Die Sammlung wurde bereits 1995 angekauft und gesichert. Leider existierte zu den Negativen keinerlei Begleitmaterial. Es gab somit weder eine Verzeichnung noch Hinweise, was auf den einzelnen Aufnahmen zu sehen ist und vor allem, wo die Aufnahmen zu verorten sind. Auch zum Urheber und zum genauen Entstehungszeitraum fehlen jegliche Angaben. Bekannt war lediglich, dass es sich zum größten Teil um Stereofotografie handele und Städte wie Köln und Münster abgelichtet sein sollten.

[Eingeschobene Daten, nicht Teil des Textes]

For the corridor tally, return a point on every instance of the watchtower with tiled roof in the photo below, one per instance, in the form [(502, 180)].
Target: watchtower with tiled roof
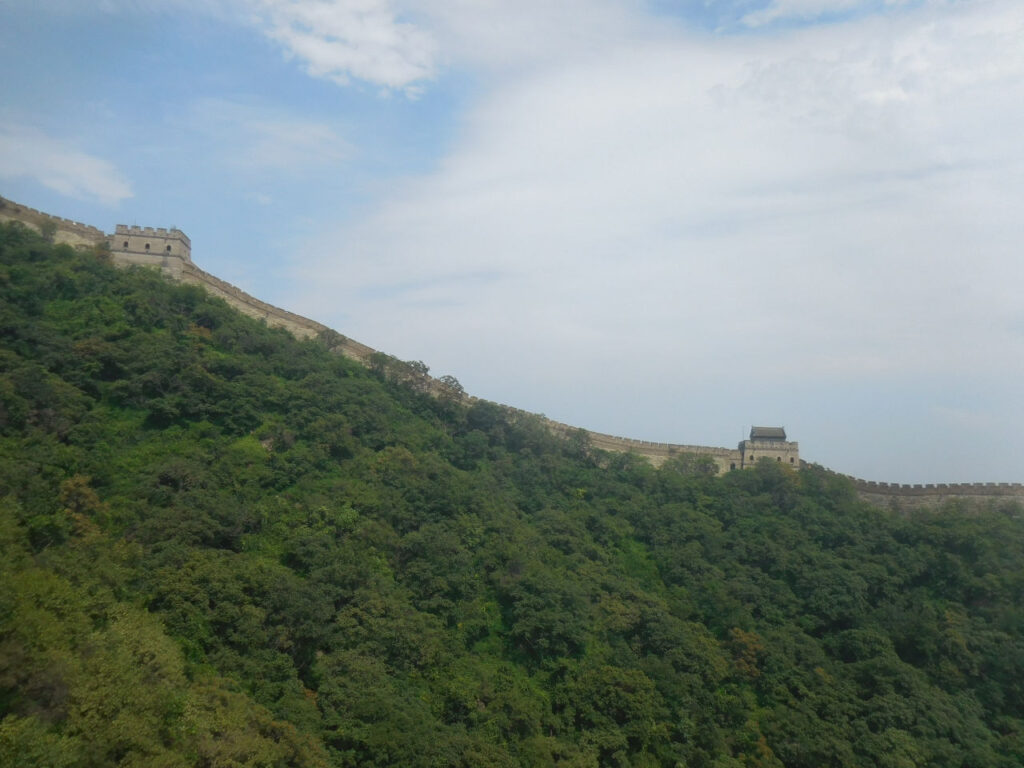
[(769, 442)]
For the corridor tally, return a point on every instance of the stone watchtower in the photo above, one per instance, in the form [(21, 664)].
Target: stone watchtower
[(769, 442), (167, 249)]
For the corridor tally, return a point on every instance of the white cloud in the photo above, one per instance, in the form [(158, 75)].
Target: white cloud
[(27, 153), (254, 139), (337, 40), (833, 204), (803, 10), (344, 39)]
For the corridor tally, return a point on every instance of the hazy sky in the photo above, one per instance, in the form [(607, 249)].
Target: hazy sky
[(660, 220)]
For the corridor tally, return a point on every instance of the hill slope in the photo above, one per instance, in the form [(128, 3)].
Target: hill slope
[(222, 546)]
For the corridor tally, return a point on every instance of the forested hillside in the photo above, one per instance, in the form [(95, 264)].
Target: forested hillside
[(224, 547)]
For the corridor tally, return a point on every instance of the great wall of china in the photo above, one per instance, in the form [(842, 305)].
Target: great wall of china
[(169, 250)]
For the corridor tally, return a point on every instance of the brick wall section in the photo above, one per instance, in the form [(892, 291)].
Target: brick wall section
[(77, 233), (932, 495)]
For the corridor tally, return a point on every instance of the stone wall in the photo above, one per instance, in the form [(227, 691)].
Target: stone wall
[(179, 266), (933, 495)]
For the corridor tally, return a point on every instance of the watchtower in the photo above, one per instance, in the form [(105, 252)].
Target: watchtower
[(166, 249), (148, 241), (768, 442)]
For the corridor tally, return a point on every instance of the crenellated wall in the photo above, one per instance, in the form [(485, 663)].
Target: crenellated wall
[(915, 496), (173, 256)]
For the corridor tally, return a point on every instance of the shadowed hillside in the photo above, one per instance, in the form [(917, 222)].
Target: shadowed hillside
[(222, 546)]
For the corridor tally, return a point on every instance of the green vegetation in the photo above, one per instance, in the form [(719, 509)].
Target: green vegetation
[(223, 547)]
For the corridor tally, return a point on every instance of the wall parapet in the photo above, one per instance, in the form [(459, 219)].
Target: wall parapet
[(180, 267)]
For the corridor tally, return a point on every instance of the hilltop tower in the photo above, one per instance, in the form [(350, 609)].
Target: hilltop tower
[(768, 442), (167, 249)]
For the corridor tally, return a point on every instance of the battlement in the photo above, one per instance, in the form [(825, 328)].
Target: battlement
[(170, 251), (151, 231)]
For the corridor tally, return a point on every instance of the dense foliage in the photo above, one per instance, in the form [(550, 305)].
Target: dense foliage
[(223, 547)]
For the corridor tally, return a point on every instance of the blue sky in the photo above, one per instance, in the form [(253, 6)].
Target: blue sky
[(655, 219)]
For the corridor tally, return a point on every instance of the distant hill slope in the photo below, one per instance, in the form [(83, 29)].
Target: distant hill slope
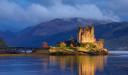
[(114, 33)]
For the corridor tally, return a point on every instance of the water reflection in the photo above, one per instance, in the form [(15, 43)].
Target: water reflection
[(80, 65)]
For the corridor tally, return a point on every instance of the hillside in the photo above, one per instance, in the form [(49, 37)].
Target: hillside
[(114, 33)]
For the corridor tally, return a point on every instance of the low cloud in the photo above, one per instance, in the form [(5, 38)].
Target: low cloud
[(35, 13)]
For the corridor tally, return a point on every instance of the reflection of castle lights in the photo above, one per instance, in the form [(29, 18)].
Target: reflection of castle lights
[(89, 65), (86, 65)]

Die Stereofotografie ist ein Verfahren zur Wiedergabe von Bildern, die mithilfe eines Betrachtungsgerätes einen räumlichen Eindruck von Tiefe erwecken. Bei diesem Verfahren verfügt die Kamera über zwei Objektive, wodurch zwei Aufnahmen desselben Motivs zeitgleich erstellt werden. Dieses spezielle Verfahren erlebte seine Höhepunkte allerdings im 19. Jahrhundert und war nach dem Ersten Weltkrieg nur noch selten anzutreffen. Insofern verwundert es ein wenig, warum zur Erstellung der Fotos der kriegszerstörten Städte nach dem Zweiten Weltkrieg eine eigentlich längt überholte Technik verwendet wurde. Mit Unterstützung der Irene und Sigurd Greven Stiftung in Köln wurden die Negative vollständig digitalisiert. Bei den dann vorliegenden knapp zehntausend Digitalisaten mussten im Anschluss die Stereo-Paare identifiziert und digital zusammengefügt werden, was umso komplizierter war, da durchaus auch Einzelaufnahmen auf den Filmen vorlagen. Im Ergebnis waren 96% der Aufnahmen Stereo-Paare.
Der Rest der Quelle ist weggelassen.